How do we store varying secret key sizes

[taudor]

We don't track for Dilithium the short secret key size (96 bytes, see Specification, section 3.1). We should either remove the benchmarks with short_sk or add the additional parameter sets.

[taudor]

@dingens suggested that we remove the benchmarks and add the short key sizes to the corresponding parameter sets as comment.

[benj-zen]

I'd rather add the missing parameter sets, since it gives an interesting time-space tradeoff.

[dingens]

This is a general issue not only about dilithium.

The main problem is that we have somewhat over-simplified our data model by storing the secret key size as a property of the parameter set, when in fact it can vary between implementations. The comment way I suggested is how we "solved" this for most of the other schemes.

I don't think adding a separate parameter set is a good way. We'd have a ton of additional parameter sets that are not really separate parameter sets because they are interoperable.

I'd stick with the simple one KAT is one paramset rule.
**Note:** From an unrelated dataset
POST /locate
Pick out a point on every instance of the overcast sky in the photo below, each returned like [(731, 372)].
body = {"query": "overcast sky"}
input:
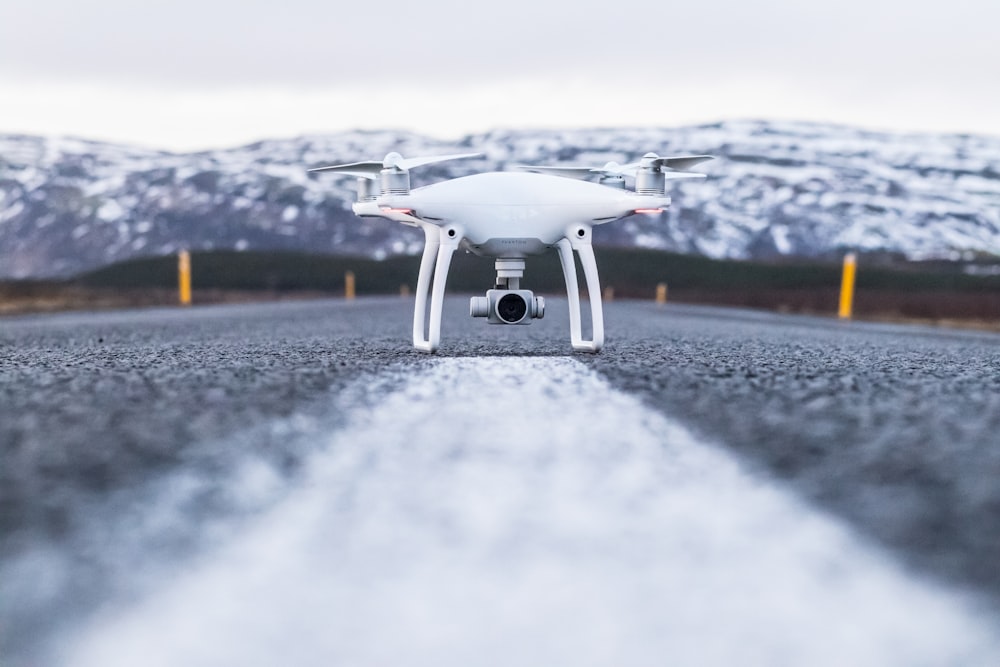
[(189, 74)]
I tend to think secret key size is not among the important factors for selecting a scheme (memory usage is more critical and we don't store that a lot currently), so it's enough to just store some well balanced sk size (as chosen by the authors) and go with that.

If we want to store more data but without changing the scheme too much*, we could add field minimum_sk and times/{sign,dec}_from_minimum.
(* which would mean a) (cleanest) adding it to a new object which depends on impl and paramset, or b) (a little redundant but avoiding a new object) adding it to bench). That'd complicate quite some things so I don't think that's worth it.